Los datos avalan su atractivo inherente; solo en 2024, Gipuzkoa recibió más de 1,57 millones de viajeros y registró más de 3,16 millones de pernoctaciones en establecimientos hoteleros, alcanzando cifras récord. Pero más allá de las estadísticas, el secreto de su éxito reside en esa oferta de naturaleza, patrimonio, gastronomía y distancias cortas. Y es que su tamaño lo convierte en un destino perfecto tanto para unas vacaciones de verano como para una escapada exprés.
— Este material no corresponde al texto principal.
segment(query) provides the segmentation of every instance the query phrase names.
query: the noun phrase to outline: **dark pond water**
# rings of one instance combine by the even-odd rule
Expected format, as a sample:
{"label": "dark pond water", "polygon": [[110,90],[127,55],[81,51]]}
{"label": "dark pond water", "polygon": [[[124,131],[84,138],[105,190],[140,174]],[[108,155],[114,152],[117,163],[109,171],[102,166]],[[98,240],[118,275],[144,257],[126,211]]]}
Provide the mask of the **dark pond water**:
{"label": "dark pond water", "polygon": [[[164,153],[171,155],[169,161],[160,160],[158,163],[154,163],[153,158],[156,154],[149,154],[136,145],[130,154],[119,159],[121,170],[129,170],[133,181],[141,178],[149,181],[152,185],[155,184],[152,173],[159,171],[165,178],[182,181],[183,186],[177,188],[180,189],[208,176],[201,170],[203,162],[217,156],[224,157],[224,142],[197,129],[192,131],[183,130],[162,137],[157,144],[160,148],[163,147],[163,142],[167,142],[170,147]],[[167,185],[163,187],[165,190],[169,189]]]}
En este caso, no hay que elegir, ya que todo convive a escasa distancia.
Su tamaño lo convierte en un destino perfecto tanto para unas vacaciones de verano como para una escapada exprés
Flysch, historia visible
La ruta puede comenzar en el Geoparque de la Costa Vasca. Entre Zumaia, Deba y Mutriku, los estratos del flysch son visibles en los acantilados, y narran más de 60 millones de años de historia de la Tierra. Allí, donde el mar golpea con paciencia infinita la roca, el paisaje adquiere una dimensión cinematográfica. Julio Verne afirmaba que “el mar es la encarnación de una existencia sobrenatural y maravillosa”; contemplar el atardecer sobre el flysch ayuda a comprender el sentido de estas palabras.
Las villas costeras son un imán para los curiosos; Hondarribia, con su casco histórico amurallado, conserva intacta su esencia marinera. Más al oeste aparece Getaria, cuna de Juan Sebastián Elcano, con su silueta inconfundible del monte San Antón, más conocido como el Ratón de Getaria. Pasaia, escondida entre montes y dividida por una estrecha bahía, conserva el encanto de los puertos tradicionales.
En apenas unos kilómetros, el viajero puede cambiar la brisa marina por el aire fresco de la montaña. Parques naturales como Aralar, Aizkorri-Aratz o Aiako Harria ofrecen senderos, bosques y panorámicas que parecen sacadas de un cuento.
Un destino para saborear
Para los estómagos más gourmets, el territorio alberga algunas de las mesas más prestigiosas del mundo. Pero más allá de la alta cocina o de los exquisitos pintxos, el verano es una época ideal para descubrir las sidrerías. El 50% de ellas abren durante todo el año; algunas ofrecen la posibilidad de degustar sidra en botella y otras sidra al “txotx”, directamente del tonel.
Entre el azul del Cantábrico y el verde de la montaña, se puede constatar que 48 horas pueden ser suficientes para no olvidar un lugar, para querer volver e, incluso, hasta enamorarse de él.